Convertir la memoria en política implica, por ejemplo, que el campo educativo se aboque a la tarea de que las nuevas generaciones comprendan el pasado reciente. Que se abran y conozcan los archivos secretos pero cruciales de los diferentes organismos de inteligencia y que se desclasifiquen, como se ha venido debatiendo en los últimos días. Que el Estado reconozca que normas como las que legalizaron las autodefensas en el pasado fueron nefastas e incentivaron la violencia.Y que los diferentes actores de la política que estuvieron en la guerra reciban sanciones sociales ejemplarizantes, para desterrar la práctica de obtener poder o territorio a través de la violencia. La memoria implica afrontar las reformas que sean necesarias para resarcir los desastres de la guerra. La restitución de tierras es un ejemplo de cómo la memoria se convierte en un hecho concreto para cambiar la vida de la gente que ha vivido en el conflicto y empezar a construir un país más civilizado.

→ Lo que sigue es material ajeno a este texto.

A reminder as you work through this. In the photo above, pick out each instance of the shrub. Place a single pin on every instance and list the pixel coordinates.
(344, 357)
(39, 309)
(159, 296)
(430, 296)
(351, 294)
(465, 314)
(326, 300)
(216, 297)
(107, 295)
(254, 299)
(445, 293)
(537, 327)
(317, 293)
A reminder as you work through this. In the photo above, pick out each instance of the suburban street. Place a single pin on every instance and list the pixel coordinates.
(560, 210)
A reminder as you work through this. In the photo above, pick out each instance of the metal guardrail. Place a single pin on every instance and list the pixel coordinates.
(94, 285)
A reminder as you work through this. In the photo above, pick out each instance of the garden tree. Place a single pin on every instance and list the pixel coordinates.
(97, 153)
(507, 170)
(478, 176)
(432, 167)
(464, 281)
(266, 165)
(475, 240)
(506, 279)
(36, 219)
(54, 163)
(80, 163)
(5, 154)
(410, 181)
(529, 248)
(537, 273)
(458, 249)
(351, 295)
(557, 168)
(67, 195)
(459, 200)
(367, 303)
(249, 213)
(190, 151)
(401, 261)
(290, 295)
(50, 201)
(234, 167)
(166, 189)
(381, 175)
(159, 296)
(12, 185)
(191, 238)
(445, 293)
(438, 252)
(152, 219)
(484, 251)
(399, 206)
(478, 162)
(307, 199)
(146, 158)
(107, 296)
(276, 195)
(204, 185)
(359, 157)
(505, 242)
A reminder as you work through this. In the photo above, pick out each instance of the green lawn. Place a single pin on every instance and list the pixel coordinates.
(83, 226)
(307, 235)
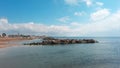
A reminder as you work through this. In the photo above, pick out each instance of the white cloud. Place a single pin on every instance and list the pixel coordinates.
(78, 2)
(72, 2)
(109, 26)
(88, 2)
(100, 3)
(79, 13)
(3, 20)
(100, 14)
(64, 19)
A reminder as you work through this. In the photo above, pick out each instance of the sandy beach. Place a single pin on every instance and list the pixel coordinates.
(4, 42)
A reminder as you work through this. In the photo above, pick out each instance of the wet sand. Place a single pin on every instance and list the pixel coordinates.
(5, 42)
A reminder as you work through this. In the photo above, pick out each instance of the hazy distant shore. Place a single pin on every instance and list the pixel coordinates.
(5, 41)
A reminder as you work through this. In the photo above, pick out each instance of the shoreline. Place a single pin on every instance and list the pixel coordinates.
(5, 42)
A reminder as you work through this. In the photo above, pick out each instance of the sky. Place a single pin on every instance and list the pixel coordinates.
(61, 17)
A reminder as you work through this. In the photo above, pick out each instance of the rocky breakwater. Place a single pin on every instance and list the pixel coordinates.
(53, 41)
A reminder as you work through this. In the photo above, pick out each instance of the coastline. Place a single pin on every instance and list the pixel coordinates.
(5, 42)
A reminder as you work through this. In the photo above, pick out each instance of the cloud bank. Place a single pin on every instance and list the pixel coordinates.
(109, 26)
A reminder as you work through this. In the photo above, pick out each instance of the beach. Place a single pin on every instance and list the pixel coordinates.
(5, 41)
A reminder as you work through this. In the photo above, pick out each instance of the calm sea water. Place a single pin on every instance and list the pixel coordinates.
(105, 54)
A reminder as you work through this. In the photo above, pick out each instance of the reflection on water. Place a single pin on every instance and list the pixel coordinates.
(105, 54)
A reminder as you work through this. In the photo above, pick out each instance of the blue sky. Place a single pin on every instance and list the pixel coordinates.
(60, 17)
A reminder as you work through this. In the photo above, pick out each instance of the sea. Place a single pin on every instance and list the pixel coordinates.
(105, 54)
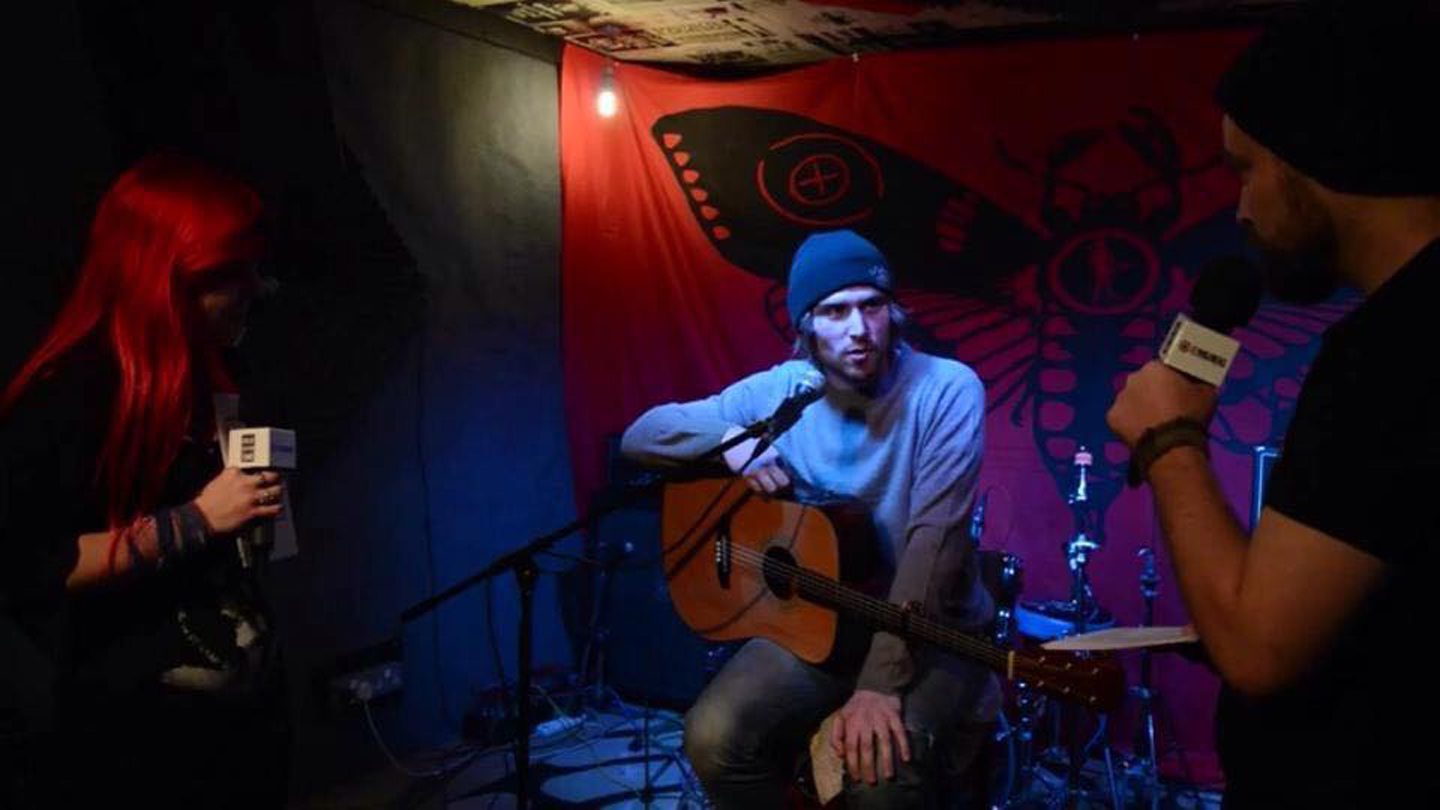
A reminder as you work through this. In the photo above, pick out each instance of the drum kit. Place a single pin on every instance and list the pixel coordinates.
(1076, 767)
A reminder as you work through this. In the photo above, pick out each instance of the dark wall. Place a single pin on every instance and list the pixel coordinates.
(406, 154)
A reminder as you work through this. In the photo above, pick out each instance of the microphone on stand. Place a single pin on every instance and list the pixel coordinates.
(257, 450)
(810, 388)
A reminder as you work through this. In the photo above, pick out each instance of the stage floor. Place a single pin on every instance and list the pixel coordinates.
(601, 760)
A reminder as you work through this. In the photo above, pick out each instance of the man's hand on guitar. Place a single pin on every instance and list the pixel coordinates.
(869, 728)
(765, 473)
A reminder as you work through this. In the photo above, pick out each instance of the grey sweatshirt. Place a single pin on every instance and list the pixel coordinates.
(910, 453)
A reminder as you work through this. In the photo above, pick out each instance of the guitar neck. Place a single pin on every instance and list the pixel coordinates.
(880, 614)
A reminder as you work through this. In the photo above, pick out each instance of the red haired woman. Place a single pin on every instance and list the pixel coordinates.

También es definitivo que las víctimas encuentren en el espacio público el reconocimiento que durante tanto tiempo les ha sido negado. Hace casi 30 años, el general Fernando Landazábal Reyes dijo que el país tenía que aprender a escuchar a sus generales. Y en realidad, lo ha hecho. Ahora, Colombia tiene que aprender a escuchar a sus víctimas y a otorgarles como reparación el reconocimiento a la injusticia que ha significado su sufrimiento. En ese sentido, el periodismo y el arte son vitales.
Porque así como miles de victimarios hicieron y deshicieron por años, la indiferencia de la mayoría contribuyó a que la escala de maldad que ha habido en la guerra nos haya convertido en lo que somos hoy: un país desangrado. Un país que en menos de medio siglo, quizá por no conocerla, ha repetido su historia.